Do the following for the iris dataset:

Compute the subset corresponding to Petal.Length either smaller than 1.5 or larger than 2. Save this dataset as irisPetal.
Compute and summarize a linear regression of Sepal.Width into Petal.Width + Petal.Length for the dataset irisPetal.

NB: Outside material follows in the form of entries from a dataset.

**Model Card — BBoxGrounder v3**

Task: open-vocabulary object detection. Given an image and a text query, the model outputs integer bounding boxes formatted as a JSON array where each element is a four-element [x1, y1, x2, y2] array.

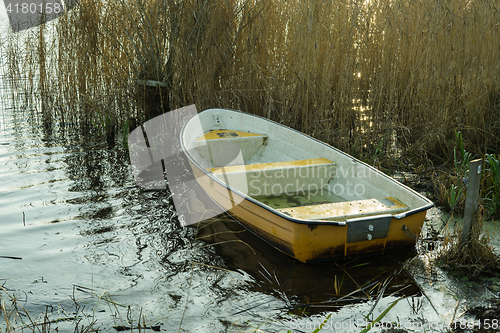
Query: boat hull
[[185, 111, 432, 262]]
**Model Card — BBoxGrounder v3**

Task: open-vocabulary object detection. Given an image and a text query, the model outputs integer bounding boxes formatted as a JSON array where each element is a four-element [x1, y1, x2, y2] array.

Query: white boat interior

What is the $R^2$ ? (Solution: 0.101)
Check that the previous model is the same as regressing Sepal.Width into Petal.Width + Petal.Length for the dataset iris with the appropriate subset expression.
Compute the variance for Petal.Width when Petal.Width is smaller or equal that 1.5 and larger than 0.3. (Solution: 0.1266541)

4.1.4 Plotting functions

# plot is the main function for plotting in R
# It has a different behavior depending on the kind of object that it receives

# For example, for a regression model, it produces diagnostic plots
mod <- lm(Sepal.Width ~ Sepal.Length, data = iris)
plot(mod, 1)


# How to plot some data
plot(iris$Sepal.Length, iris$Sepal.Width, main = "Sepal.Length vs Sepal.Width")


# Change the axis limits
plot(iris$Sepal.Length, iris$Sepal.Width, xlim = c(0, 10), ylim = c(0, 10))


# How to plot a curve (a parabola)
x <- seq(-1, 1, l = 50)
y <- x^2
plot(x, y)

plot(x, y, main = "A dotted parabola")

plot(x, y, main = "A parabola", type = "l")

plot(x, y, main = "A red and thick parabola", type = "l", col = "red", lwd = 3)


# Plotting a more complicated curve between -pi and pi
x <- seq(-pi, pi, l = 50)
y <- (2 + sin(10 * x)) * x^2
plot(x, y, type = "l") # Kind of rough...


# More detailed plot
x <- seq(-pi, pi, l = 500)
y <- (2 + sin(10 * x)) * x^2
plot(x, y, type = "l")


# Remember that we are joining points for creating a curve!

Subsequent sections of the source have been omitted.